AAA February dealflow slows down

February dealflow slows down

After a rush of announced deals in January to meet the end of 2010 deadlines, February was a quieter month for corporate venturing.

There were 72 new rounds of funding and 12 exits through trade sales or flotations, according to Global Corporate Venturing (click for table).

The investments were worth at least $1bn, although 19 deals had undisclosed valuations.

Information technology was the primary sector of interest for corporate venturing with 28 deals, followed by healthcare with 17 and media with 13.

Intel Capital, the corporate venturing unit of semiconductor company Intel, was again the most active, added-value investor with more than six deals and a promise to invest more in one country, India, this year than many venture capital firms will do round the world.

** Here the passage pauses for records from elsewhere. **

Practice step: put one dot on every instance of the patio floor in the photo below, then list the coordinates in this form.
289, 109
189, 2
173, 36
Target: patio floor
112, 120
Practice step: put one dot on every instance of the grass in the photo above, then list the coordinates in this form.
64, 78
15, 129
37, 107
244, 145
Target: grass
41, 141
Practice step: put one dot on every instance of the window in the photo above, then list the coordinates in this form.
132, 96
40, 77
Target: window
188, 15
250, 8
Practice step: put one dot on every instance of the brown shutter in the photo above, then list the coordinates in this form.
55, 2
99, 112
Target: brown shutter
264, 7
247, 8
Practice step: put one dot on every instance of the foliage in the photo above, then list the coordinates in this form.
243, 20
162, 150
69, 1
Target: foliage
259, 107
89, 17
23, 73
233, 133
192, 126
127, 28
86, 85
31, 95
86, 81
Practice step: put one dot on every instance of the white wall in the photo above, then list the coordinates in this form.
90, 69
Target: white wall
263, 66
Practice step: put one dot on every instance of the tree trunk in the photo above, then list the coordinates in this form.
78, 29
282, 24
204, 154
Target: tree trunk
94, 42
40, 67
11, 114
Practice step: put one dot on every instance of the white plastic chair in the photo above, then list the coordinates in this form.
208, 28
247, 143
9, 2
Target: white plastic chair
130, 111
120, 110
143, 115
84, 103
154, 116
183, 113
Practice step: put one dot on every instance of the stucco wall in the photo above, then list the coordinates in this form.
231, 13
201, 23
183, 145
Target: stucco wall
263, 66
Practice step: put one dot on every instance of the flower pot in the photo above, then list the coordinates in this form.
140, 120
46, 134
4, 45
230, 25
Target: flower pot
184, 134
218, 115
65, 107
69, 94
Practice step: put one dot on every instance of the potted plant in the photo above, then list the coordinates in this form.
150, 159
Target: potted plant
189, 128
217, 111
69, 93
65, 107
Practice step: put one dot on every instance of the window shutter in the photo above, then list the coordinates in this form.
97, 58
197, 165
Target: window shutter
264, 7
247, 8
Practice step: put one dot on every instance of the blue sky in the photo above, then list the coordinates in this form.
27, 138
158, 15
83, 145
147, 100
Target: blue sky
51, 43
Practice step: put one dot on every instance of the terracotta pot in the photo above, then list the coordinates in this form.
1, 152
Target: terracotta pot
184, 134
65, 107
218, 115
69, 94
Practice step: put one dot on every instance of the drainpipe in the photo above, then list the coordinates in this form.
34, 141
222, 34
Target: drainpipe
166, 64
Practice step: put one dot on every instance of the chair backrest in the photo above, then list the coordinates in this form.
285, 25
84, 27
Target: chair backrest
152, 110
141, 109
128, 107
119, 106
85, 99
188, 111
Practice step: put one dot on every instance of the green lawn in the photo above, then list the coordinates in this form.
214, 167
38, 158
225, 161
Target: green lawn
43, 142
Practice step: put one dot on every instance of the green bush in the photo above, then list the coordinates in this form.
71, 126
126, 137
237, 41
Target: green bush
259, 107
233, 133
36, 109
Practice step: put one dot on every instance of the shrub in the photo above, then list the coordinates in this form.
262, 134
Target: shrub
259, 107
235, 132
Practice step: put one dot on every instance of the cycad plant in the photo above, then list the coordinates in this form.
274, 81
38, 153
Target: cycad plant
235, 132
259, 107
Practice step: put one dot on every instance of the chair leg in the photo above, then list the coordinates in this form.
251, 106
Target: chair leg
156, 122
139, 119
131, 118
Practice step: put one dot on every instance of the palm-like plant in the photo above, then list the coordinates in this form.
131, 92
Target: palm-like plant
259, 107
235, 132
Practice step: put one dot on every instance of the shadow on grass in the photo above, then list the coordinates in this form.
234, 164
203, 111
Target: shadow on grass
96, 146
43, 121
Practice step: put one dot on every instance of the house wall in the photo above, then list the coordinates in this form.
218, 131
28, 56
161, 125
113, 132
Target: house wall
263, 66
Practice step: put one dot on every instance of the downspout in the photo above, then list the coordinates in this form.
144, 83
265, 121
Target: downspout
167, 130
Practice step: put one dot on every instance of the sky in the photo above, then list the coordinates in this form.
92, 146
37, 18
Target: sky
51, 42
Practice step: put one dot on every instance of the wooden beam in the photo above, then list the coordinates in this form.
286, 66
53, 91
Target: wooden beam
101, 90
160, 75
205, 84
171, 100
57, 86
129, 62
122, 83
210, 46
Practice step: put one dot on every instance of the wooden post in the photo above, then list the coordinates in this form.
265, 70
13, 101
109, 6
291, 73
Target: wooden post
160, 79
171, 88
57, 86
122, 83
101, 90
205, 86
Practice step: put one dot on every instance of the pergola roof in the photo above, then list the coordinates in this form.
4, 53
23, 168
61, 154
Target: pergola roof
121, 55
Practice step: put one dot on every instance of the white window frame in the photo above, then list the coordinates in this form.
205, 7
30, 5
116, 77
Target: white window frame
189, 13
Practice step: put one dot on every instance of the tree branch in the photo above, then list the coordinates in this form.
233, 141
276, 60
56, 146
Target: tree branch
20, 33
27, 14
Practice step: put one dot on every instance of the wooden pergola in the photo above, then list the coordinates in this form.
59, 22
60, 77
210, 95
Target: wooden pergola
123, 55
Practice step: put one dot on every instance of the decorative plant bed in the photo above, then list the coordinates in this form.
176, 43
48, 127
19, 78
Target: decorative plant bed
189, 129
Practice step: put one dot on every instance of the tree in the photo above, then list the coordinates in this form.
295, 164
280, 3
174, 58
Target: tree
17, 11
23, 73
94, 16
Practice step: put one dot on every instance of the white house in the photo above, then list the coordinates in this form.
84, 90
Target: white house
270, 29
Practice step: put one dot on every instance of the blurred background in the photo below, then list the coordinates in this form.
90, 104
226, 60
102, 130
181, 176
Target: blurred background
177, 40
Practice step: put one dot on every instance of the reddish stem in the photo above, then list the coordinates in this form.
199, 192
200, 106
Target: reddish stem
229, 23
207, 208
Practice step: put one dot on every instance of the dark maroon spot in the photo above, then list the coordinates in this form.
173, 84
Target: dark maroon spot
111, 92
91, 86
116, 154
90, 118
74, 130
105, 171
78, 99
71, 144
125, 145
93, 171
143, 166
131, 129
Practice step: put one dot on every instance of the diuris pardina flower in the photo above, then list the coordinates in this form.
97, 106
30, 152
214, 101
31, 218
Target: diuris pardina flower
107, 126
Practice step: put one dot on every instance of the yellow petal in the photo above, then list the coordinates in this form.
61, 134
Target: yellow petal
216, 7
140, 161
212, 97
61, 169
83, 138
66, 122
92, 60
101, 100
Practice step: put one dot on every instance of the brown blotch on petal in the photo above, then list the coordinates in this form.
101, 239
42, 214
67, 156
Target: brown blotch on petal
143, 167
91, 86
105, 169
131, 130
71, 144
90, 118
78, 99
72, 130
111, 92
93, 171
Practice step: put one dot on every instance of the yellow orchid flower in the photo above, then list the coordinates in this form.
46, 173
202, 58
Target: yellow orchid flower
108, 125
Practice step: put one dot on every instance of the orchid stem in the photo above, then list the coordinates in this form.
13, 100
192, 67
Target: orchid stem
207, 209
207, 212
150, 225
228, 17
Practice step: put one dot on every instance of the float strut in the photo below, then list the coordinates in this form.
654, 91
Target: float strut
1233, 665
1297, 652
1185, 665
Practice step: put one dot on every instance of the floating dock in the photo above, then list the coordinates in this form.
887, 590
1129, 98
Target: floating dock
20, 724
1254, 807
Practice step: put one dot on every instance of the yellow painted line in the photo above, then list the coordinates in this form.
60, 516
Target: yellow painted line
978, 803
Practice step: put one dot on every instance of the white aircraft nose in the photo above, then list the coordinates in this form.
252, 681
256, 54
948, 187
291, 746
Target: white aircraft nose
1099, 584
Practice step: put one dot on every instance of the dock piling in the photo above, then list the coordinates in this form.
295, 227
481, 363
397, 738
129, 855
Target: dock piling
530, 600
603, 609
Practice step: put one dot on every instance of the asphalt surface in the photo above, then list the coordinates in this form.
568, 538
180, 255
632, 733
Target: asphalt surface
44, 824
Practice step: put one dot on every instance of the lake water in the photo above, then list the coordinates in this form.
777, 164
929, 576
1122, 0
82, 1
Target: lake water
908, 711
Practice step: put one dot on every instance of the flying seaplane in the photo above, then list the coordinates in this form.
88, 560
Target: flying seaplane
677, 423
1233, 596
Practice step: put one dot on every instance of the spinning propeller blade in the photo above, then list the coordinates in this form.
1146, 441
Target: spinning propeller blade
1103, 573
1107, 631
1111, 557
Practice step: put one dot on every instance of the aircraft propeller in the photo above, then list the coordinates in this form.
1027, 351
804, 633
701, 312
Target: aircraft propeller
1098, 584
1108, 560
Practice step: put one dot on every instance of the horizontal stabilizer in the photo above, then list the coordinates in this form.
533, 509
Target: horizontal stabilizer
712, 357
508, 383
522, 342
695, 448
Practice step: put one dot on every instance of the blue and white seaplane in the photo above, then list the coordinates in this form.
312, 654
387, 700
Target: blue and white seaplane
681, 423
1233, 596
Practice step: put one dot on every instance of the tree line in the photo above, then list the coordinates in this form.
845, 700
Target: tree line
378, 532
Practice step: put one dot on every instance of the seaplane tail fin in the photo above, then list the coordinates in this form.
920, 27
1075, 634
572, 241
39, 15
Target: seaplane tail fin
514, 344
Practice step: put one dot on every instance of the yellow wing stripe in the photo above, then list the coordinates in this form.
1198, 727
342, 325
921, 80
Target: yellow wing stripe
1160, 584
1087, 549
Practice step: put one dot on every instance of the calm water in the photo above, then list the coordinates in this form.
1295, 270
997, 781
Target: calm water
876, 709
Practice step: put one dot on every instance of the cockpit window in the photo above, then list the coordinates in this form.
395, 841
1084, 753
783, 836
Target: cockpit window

Among the investments were big deals in Softbank Corp’s backing of China media group Synacast for $250m, a consortium including Wellcome Trust backing debt group Wonga with $120m and clean-tech Bright Source raised $90m for a planned $100m round.

Of the exits, China-based Tencent picked up its portfolio company riot Games for $400m, Amgen Ventures sold Calistoga Pharmaceuticals for at least $375m and Vodafone Ventures sold PlaySpan to credit card company Visa for $190m.

There were also two flotations, or initial public offerings, for healthcare companies Gevo and AcelRx to raise nearly $200m.

Law firm Fenwick & West said there was a strong end to 2010 in terms of pricing venture investments as 67% of the 95 companies based in US state California’s Silicon Valley it followed were marked higher compared with 21% marked lower. The remaining 12% had flat valuations in these final three months of the year.

In the third quarter Fenwick (click for report) said up rounds exceeded down rounds 52% to 30%, with 18% of rounds flat and was the sixth quarter in a row in which up rounds exceeded down rounds.